Management-Zusammenfassung dieses Beitrags:
→ Fehler können unterschiedlich klassifiziert werden, je nach Blickwinkel ergeben sich unterschiedliche Klassen und Kategorien von Fehlern.
In diesem Beitrag werden Fehlerklassifikationen vorgestellt.
1. Einleitung und Grundlagen
1.1 Definitionen
Das /→ ISTQB-→ Glossar/ verwendet den Begriff “Fehlertaxonomie” (Defect taxonomy) und damit bezeichnet “eine → Liste von Kategorien, entworfen um → Fehlerzustände zu identifizieren und klassifizieren”.

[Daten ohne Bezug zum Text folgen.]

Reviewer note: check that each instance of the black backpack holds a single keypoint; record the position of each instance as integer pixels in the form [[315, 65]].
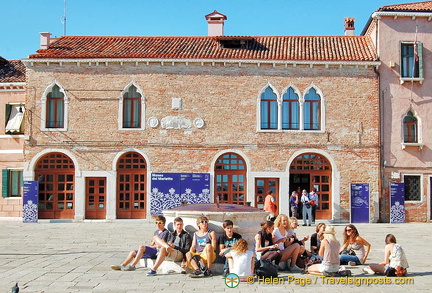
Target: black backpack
[[265, 268]]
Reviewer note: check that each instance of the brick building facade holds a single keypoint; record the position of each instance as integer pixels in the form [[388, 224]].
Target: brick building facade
[[134, 106]]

In der Wikipedia steht zur Fehlerklassifizierung /#Wiki-Fehler/:
“Die Fehlerklassifizierung ordnet Fehler nach unterschiedlichen Kriterien in verschiedene Klassen ein und gibt damit eine Reihenfolge vor, welcher Fehler vorrangig behandelt werden muss.”
Anmerkung:
In diesem Beitrag wird “Fehler” dem “→ Fehlerzustand” gleichgesetzt.
1.2 Ein Ansatz zur Fehlerklassifikation
Ein Ansatz zur Fehlerklassifikation ist in Abbildung 1.1 dargestellt — es Fehler klassifiziert werden nach:
- → Fehlerschwere: Wie sind die Auswirkungen auf den Gebrauch des Produkts?
- Einfachheit der Entdeckung: Wie einfach kann der Fehler entdeckt werden?
- Entdeckungswahrscheinlichkeit: Mit welcher Wahrscheinlichkeit kann der Fehler entdeckt werden?
- → Zeitpunkt der Entdeckung: Wann und wie frühzeitig kann der Fehler entdeckt werden?
- Fehlerbehebungsaufwand: Wie hoch sind die Kosten zur Behebung des Fehlers?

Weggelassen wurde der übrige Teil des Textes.